Pour cela, M. Chelbi a évoqué qu’un package de mesures est nécessaire pour remplacer cette loi par les 5+ suivants qui intègrent les 100 mesures du Plan de relance.
Les 5+ des 100 mesures du Plan de relance
- Plus d’affirmation de l’autorité de l’Etat de droit. Il s’agit essentiellement d’appliquer les décisions de protection des sites de production et de lutter contre le commerce parallèle. Il s’agit, aussi d’avoir plus de facilitations administratives ainsi que de lever les entraves pour libérer les initiatives et remonter dans les classements internationaux.
- Plus d’appuis aux secteurs productifs. Et ce, à travers une bonification d’intérêt pour les crédits PME afin de contenir les effets de la hausse du TMM. En tant que dégrèvement physique pour les investisseurs, maisons de l’entrepreneuriat, banque des régions, réformes micro-crédit et capital risque, mesures sectorielles…
- Plus de soutien de la monnaie nationale. Tout en mettant en oeuvre urgemment un véritable Plan Dinar.

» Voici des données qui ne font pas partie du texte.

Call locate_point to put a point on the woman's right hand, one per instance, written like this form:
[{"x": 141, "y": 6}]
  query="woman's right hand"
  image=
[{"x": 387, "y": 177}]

Ce dernier qui sera lancé d’ici deux mois.
- Plus de formation et de recherche adaptées aux besoins du système productif. Et ce, avec les réformes à engager en matière de formation professionnelle, d’éducation, d’enseignement supérieur et de recherche.
- Plus d’infrastructures physiques, logistiques et technologiques. A l’instar des technopôles, pôles urbains d’attractivité, corridors autoroutiers, quais 8 et 9 au port de Rades, port en eau profonde d’Enfidha…
Les pactes de compétitivité
Egalement, le CAE a proposé un mode opératoire. A travers la consignation de ces mesures dans des pactes de compétitivité à établir entre les pouvoirs publics et les principaux secteurs.
Dans ce cadre, l’Etat s’engage, selon M. Chelbi, sur la mise en œuvre des mesures horizontales et sectorielles spécifiques. Les secteurs s’engagent, de leur côté, sur la réalisation d’objectifs d’investissement, d’exportation, d’emplois et d’innovation. Le premier de ces pactes, le pacte textile qui a été signé le 23 février 2019.
Ainsi, il a déclaré que ces pactes de compétitivité ont vocation à être des pactes pour le développement économique et l’équité sociale. Ils seront au nombre de 20 pactes sectoriels et un pacte global. Ils constitueront un instrument clé de politique économique pour une mobilisation nationale autour d’objectifs à l’horizon 2025, à la hauteur des aspirations populaires.
Objectifs de la vision Tunisie 2025 : pour un modèle de développement renouvelé
Afif Chelbi a précisé que ce modèle de développement devrait être :
- Plus ambitieux internationalement. Pour dépasser 4% de croissance, réduire les déficits et redresser la valeur du dinar en 2025, il faudra doubler les exportations, leur contenu technologique et les investissements par rapport à 2017.
- Plus inclusif régionalement. Les zones de développement bénéficieraient de 40% des investissements publics et de 30% des investissements privés. Soit un volume global d’investissements de 50 milliards sur 10 ans.
- Plus durable écologiquement. L’indépendance énergétique devrait être à la hauteur de 75% en 2025 contre 48% en 2017 et 93% en 2010. Et la part de l’énergie renouvelable dans la production électrique devrait être de 20% en 2025 contre 1% en 2017.